The ESC advised that the FAST trials (used to calculate the average dose requirement per attack for icatibant) included the treatment of less severe attacks (including cutaneous and mild abdominal attacks), which might reasonably be expected to require fewer doses than the more severe attacks specified in the proposed PBS restriction. This concern is supported by the fact that when only laryngeal attacks in the FAST trials are considered, the average number of doses required per attack was 1.17.

Further, the cost-minimisation approach against C1-INH assumed that all use of icatibant would be in a hospital setting and is therefore not appropriate given the potential for self-administration. Thus in addition to the uncertainty about the claim of non-inferiority, there was also considerable uncertainty about the submission’s calculation of equi-effective doses for icatibant and C1-INH concentrate.

The PBAC noted further that the validity of the cost-minimisation approach would also require acceptance of the cost effectiveness analysis presented in the submission for C1-INH concentrate. The PBAC agreed with ESC advice that the results of this cost effectiveness analysis, including the calculation of the cost per life year gained, are not valid given the concerns with the model structure and inputs, and are highly uncertain.

The PBAC considered the submission’s estimate of utilisation to be highly uncertain and a likely underestimate because of the high likelihood of usage outside the intended population. Further, this estimate did not include the initial distribution of icatibant injections (prior to an attack but in anticipation of a severe attack).

The PBAC therefore rejected the submission because of insufficient evidence in the proposed setting to support the clinical place of the therapy and uncertain cost-effectiveness.

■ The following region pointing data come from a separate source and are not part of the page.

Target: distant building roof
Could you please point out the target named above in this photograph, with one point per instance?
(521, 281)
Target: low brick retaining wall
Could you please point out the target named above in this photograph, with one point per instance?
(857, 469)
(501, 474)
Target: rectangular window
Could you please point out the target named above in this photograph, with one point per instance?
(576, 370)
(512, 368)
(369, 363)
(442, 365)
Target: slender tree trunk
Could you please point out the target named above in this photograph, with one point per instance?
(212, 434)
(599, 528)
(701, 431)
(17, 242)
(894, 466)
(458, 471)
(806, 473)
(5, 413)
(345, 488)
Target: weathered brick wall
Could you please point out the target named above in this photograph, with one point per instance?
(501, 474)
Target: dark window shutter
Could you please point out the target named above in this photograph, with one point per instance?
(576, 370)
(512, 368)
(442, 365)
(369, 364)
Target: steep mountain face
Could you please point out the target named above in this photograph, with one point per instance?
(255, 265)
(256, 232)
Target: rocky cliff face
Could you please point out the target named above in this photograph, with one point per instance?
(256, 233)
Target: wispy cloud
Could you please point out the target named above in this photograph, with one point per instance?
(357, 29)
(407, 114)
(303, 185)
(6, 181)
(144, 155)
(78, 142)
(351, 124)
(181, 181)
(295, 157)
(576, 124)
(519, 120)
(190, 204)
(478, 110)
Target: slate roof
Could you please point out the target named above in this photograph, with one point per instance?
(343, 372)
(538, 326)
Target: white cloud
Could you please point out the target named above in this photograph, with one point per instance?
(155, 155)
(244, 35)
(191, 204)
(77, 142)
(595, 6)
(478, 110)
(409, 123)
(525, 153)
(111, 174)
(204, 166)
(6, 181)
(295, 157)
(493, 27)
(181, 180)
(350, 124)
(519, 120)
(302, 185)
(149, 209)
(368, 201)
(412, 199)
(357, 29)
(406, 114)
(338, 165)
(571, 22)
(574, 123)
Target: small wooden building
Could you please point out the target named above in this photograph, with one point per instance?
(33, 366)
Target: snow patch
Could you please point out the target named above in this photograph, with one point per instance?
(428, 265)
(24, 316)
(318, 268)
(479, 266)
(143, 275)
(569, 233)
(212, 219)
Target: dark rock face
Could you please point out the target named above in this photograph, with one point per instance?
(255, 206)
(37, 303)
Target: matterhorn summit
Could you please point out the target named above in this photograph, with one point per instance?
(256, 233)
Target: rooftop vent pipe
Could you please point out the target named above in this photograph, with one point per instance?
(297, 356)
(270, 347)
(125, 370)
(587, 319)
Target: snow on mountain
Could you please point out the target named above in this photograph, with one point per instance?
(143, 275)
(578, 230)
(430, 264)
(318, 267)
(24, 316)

The PBAC indicated a willingness to meet with the sponsor, ASCIA and patient groups to determine the appropriate clinical setting for icatibant on the PBS.

The PBAC noted that the submission meets the criteria for an independent review.


13. Context for Decision

The PBAC helps decide whether and, if so, how medicines should be subsidised in Australia. It considers submissions in this context. A PBAC decision not to recommend listing or not to recommend changing a listing does not represent a final PBAC view about the merits of the medicine. A company can resubmit to the PBAC or seek independent review of the PBAC decision.

14. Sponsor’s Comment

Shire Australia appreciate the PBAC’s view that there is a clinical need for an effective treatment like icatibant outside the emergency setting. Shire thank the PBAC for a constructive stakeholder meeting held in September and is committed to working with the PBAC, ASCIA and patient groups to determine the appropriate clinical setting for icatibant on the PBS.